Low molecular weight dextran sulfate (LMW-DS) is a strong candidate to prevent early islet graft destruction caused by the instant blood-mediated inflammatory reaction. Pharmacokinetics, safety, tolerability, and the effect on endogenous release of various growth factors were studied in humans.Materials and Methods.
Thirty healthy volunteers were given LMW-DS as a combined bolus and 20 min intravenous infusion followed by a continuous intravenous infusion for 5 hr to reach different predetermined target-activated partial thromboplastin times (APTT) in five study groups. Monitoring of APTT was used to estimate and control the plasma concentration. Safety, including hemostasis parameters, was evaluated before proceeding to a higher target APTT-level. Plasma was collected continuously during the infusion and was analyzed for additional safety markers and the presence of six different growth factors.Results.

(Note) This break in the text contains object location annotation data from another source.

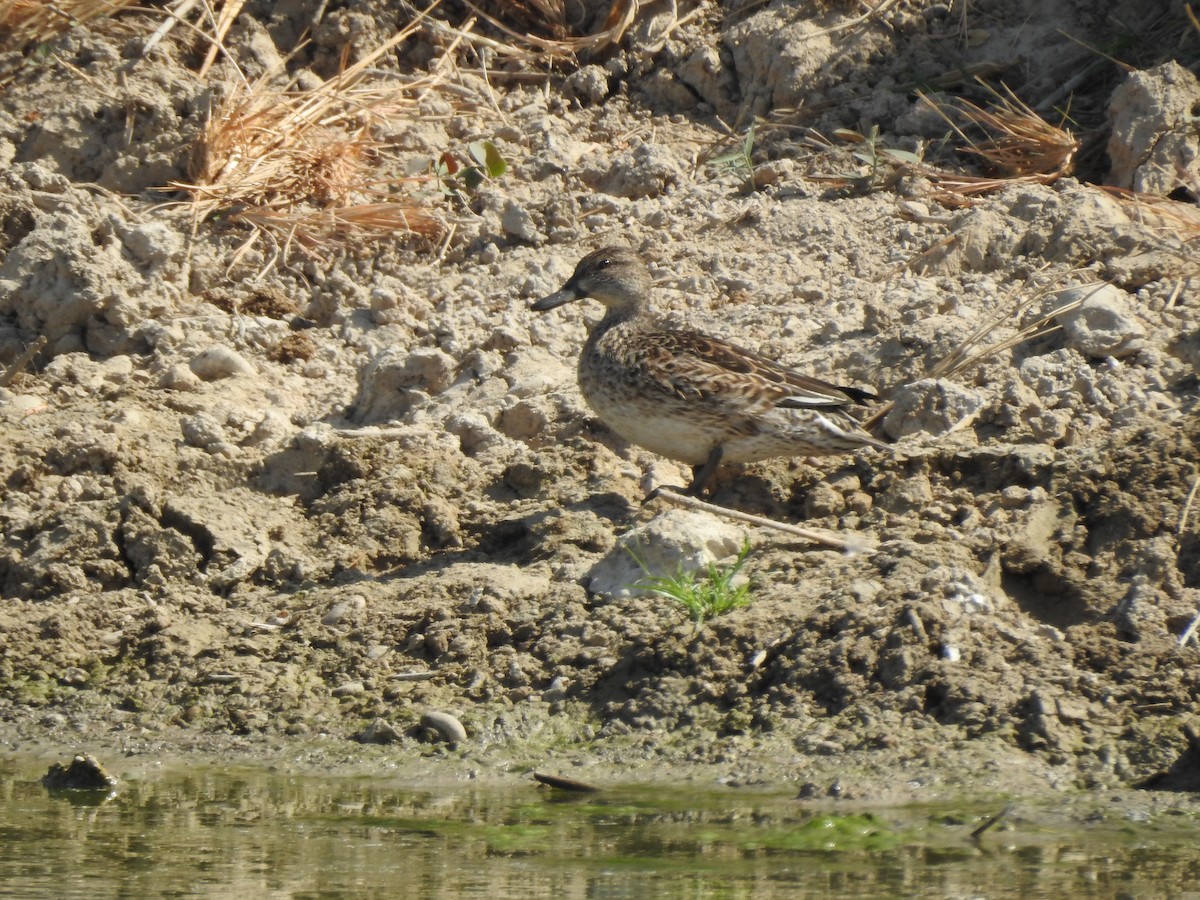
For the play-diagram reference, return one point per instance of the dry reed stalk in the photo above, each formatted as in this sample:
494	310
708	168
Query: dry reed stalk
970	353
1161	214
1024	148
300	167
551	17
25	22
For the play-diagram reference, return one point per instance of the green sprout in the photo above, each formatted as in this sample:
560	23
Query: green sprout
702	594
456	179
741	161
879	160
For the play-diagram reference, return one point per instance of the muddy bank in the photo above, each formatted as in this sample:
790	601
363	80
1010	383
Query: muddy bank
265	499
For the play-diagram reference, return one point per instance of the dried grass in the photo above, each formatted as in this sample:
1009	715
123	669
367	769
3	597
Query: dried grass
521	19
972	351
301	168
1023	147
25	22
1171	219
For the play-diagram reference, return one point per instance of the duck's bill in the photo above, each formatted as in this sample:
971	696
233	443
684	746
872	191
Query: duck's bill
557	299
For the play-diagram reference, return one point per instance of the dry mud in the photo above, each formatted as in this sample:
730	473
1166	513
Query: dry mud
295	505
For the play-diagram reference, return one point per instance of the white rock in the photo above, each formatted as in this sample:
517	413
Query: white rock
1102	325
342	609
220	361
931	406
677	539
445	725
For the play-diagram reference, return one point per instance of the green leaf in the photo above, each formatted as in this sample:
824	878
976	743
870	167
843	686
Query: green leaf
901	156
473	177
489	157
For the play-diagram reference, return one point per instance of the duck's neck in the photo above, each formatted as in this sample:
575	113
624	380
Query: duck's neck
617	316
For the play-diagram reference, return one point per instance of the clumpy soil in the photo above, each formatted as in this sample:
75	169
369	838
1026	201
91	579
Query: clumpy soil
277	502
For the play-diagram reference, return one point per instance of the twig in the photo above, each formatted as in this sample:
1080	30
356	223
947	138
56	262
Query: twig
220	29
18	365
173	18
1189	630
825	539
1179	537
990	822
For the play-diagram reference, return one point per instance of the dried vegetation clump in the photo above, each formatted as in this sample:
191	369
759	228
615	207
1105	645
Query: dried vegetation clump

Predetermined target APTT levels were reached and kept for 5 hr without extensive dose corrections. After the 5 hr 20 min of LMW-DS infusion, the subjects in the highest dose group (target APTT=150s) were back at APTT-levels below 75s within 60 min. Plasma levels of hepatocyte growth factor were increased 100-fold within 20 min of infusion start and persisted more than 8 hr in the two highest dose groups.Conclusion.
At doses that maintain APTT at up to 150s for 5 hrs 20 min, LMW-DS could be safely infused without affecting the platelet count or revealing other signs of increased bleeding risk. The observed endogenous release of islet protective hepatocyte growth factor could be an additional beneficial effect of LMW-DS during the first critical hours after transplantation.